SOWETO — once considered little more than a “dormitory” township complex — is changing dramatically with commercial property developments mushrooming everywhere.

Most of the new development so far has been retail in nature, but moves are afoot to introduce more offices and industrial properties to Soweto.

While this development progress is positive for both the commercial and residential property markets, some small business owners are having profits squeezed because they cannot compete with large retail concerns. The latest proposed development is a fully fledged business district and retail centre in the up-market suburb of Diepkloof.

The City of Jo’burg Property Company, the property arm of the City of Johannesburg, said last week it would be facilitating the investment of R100m worth of property development in Diepkloof to create a business district and retail centre.

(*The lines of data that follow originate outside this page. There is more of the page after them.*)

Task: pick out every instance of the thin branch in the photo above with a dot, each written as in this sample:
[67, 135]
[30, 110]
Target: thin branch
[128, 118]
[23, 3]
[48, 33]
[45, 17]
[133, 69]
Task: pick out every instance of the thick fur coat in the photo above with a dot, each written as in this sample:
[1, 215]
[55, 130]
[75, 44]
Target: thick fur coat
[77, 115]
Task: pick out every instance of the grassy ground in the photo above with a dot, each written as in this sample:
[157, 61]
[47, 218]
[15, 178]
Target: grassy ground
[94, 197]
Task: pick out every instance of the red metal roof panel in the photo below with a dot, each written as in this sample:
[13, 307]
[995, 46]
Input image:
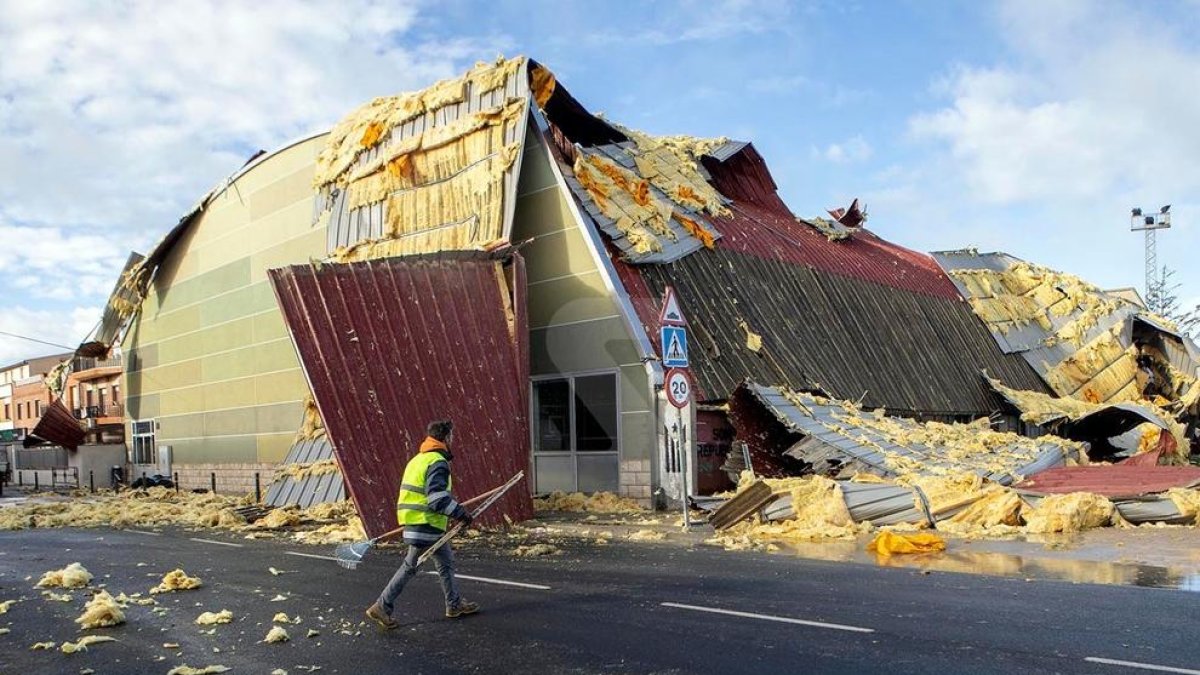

The emerging Diepkloof business district is on 10ha of council-owned land at the intersection of Immink Drive and Eben Cuyler Road.

The development includes a 20000m² shopping centre, a 60-unit townhouse complex and Soweto Hospice’s new premises .

Meanwhile, several shopping malls have been developed or are being built in Soweto, including Maponya Mall, Jabulani Mall, Protea Gardens shopping centre and the Baramall Shopping Mall.

One of the biggest planned developments is the R1bn Orlando eKhaya development project. The project, situated on the eastern entrance of Soweto near the Chris Hani Baragwanath Hospital, was launched in February and will see more than 100000m² of retail, residential, offices and recreational developments created.

Property economist Francois Viruly, of Viruly Consulting, says that in the past Soweto “has largely been a dormitory town”.

“What happened in the past was households who started moving into the middle-income groups were tempted to move out of Soweto and to start acquiring properties in the rest of the metropolitan area.” But he says this scenario could well change in the years to come.

“My estimate is that we are quadrupling the amount of retail space in Soweto at present. I think that will be the catalyst to create a very different environment in the Soweto area.

I could well see in the years to come that from an affordability perspective people may want to stay longer in Soweto than in the past.”

Keith Brebnor, CEO of the Johannesburg Chamber of Commerce and Industry, says that there is no question that the face of Soweto is changing.

Brebnor says the chamber organised a recent tour to Soweto to show members and other businessmen the various commercial and retail developments going up in the area. About 150 business people were taken on the tour.

“They feel there are huge opportunities to expand their businesses in Soweto to take advantage of the burgeoning middle-class market that is growing there,” says Brebnor. “There is going to be more retail, more residential developments.”

But he says a lot of the chamber’s members run successful businesses in Soweto and they are being squeezed by competitive pricing, convenience, security and parking offered by all the shopping malls being developed.

“People who would have normally proceeded on their way home past the small spaza shop are now changing their habits and shopping at new shopping centres and chain stores.”

Brebnor says these small business operators have appealed to the chamber to help them.

“They realise you can’t stop progress. However, they are hoping that they could buy any BEE (black economic empowerment) equity or shares available in these new developments instead of them going to some remote shareholder in Cape Town.

“They realise it is strangling their businesses to death and they are prepared to buy into the developments as some form of compensation.”

Zanele Mthembu, who owns Sediba Management Consultants, which acts as a consultancy to several small businesses in the Soweto area, says the development of the malls is “affecting a lot of people. Traditional shopkeepers in Soweto have had their businesses adversely affected by the mushrooming of malls everywhere,” she says.

“The malls have created jobs but the shopkeepers feel they have not been consulted in terms of how the malls will affect their businesses and their profits are being eroded,” says Mthembu.